Les constructions par leur situation, leur architecture, leurs dimensions ou l’aspect extérieur des bâtiments ou ouvrages à édifier ou à modifier ne doivent pas porter atteinte au caractère ou à l’intérêt des lieux avoisinants, aux sites, aux paysages naturels ainsi qu’à la conservation des perspectives monumentales.

Le recours à des matériaux ou des mises en œuvre innovantes en matière d’aspect et de techniques de construction permettant l’utilisation d’énergies renouvelables, et/ou d’améliorer les performances énergétiques et/ou acoustiques pourront être autorisés.

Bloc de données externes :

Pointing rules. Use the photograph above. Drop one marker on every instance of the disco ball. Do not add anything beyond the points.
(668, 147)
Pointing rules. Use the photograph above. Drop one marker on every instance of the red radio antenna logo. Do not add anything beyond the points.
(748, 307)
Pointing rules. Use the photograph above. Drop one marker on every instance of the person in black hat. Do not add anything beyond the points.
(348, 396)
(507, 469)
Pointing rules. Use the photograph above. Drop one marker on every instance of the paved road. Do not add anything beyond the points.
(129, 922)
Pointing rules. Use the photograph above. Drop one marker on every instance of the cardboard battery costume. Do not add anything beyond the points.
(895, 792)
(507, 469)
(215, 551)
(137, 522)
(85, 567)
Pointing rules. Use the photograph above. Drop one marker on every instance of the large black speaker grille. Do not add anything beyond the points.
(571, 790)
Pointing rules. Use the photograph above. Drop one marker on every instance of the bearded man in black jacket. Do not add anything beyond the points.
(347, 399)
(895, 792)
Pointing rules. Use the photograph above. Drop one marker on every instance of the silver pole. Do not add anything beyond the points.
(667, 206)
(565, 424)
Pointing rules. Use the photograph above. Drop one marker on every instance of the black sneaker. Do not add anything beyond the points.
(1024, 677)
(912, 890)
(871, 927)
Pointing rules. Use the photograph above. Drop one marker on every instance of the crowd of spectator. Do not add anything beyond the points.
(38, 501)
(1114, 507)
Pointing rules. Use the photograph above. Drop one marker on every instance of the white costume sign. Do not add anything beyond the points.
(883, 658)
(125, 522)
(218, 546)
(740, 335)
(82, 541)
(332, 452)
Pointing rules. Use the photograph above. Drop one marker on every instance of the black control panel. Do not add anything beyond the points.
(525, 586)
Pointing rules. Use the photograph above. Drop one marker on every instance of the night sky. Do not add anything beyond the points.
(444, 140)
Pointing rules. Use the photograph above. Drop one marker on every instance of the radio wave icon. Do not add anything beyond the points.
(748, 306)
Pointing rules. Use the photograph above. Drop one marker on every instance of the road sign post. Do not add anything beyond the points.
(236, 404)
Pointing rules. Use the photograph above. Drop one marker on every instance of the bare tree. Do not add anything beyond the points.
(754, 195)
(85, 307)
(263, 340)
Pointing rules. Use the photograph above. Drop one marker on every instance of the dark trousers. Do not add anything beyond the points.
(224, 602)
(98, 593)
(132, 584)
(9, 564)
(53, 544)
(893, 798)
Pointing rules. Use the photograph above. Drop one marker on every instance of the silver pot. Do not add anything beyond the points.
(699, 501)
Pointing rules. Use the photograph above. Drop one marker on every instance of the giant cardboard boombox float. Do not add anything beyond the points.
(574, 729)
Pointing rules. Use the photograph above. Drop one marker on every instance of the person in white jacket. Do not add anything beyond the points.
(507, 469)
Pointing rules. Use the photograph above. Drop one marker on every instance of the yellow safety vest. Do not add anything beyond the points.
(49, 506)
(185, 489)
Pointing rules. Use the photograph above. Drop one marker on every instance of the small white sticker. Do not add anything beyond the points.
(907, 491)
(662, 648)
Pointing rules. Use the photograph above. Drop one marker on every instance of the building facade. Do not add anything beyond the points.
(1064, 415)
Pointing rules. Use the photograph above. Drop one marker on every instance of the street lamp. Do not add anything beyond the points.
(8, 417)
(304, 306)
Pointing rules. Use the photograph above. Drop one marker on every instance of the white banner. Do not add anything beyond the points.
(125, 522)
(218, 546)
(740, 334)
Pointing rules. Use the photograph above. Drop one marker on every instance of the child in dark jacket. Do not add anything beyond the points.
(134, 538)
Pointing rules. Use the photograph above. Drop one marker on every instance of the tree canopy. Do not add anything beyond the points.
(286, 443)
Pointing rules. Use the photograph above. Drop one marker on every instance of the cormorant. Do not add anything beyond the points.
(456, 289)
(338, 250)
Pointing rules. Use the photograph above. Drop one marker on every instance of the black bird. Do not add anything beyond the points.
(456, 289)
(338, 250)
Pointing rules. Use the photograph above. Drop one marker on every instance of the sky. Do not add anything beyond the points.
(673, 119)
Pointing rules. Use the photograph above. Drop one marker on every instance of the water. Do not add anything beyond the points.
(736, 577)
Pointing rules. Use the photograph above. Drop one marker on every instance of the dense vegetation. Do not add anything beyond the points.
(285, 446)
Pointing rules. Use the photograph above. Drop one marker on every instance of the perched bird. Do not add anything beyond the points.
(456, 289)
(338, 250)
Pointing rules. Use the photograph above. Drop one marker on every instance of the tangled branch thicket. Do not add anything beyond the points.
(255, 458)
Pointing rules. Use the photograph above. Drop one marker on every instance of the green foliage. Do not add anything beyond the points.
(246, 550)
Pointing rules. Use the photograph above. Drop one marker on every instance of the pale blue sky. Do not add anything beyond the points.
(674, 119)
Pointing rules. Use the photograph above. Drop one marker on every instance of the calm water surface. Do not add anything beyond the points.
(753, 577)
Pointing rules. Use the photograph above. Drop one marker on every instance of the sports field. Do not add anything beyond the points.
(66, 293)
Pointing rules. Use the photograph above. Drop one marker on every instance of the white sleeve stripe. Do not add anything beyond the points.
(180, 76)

Les constructions réalisées en extension des habitations existantes ainsi que les constructions d’annexes séparées des constructions principales (garages, abris...) peuvent être autorisées sous réserve de l’utilisation de matériaux en harmonie avec la construction principale.

La volumétrie et les toitures des extensions devront notamment être en harmonie avec celles du bâtiment principal.

Les vérandas peuvent être créées sur le bâti ancien sous réserve que leur architecture soit cohérente avec l’existant.

En ce qui concerne les extensions, le souci d’intégration des constructions dans leur contexte peut conduire à proposer un vocabulaire architectural contemporain. Dans ce cas, la demande d’autorisation d’urbanisme devra mettre en avant un argumentaire architectural rigoureux, démontrant la bonne intégration de l’extension dans son environnement bâti et paysager.

La hauteur des clôtures est limitée à 2 mètres maximum.

A 12Stationnement

Intitulé du document : STATIONNEMENT DES VEHICULES

Chaque constructeur doit assurer en dehors des voies publiques le stationnement des véhicules induit par toute occupation ou utilisation du sol.

A 13Espaces libres et plantations

Les constructions ou installations à usage agricole doivent être accompagnés d’une rangée d’arbres de haute tige d’essence locale ou d’une masse boisée. Les dépôts doivent être ceints d’une haie vive. Les bâtiments d’élevage doivent être entourés d’une rangée d’arbres espacés de 4 mètres et comportant au moins 50 % de résineux.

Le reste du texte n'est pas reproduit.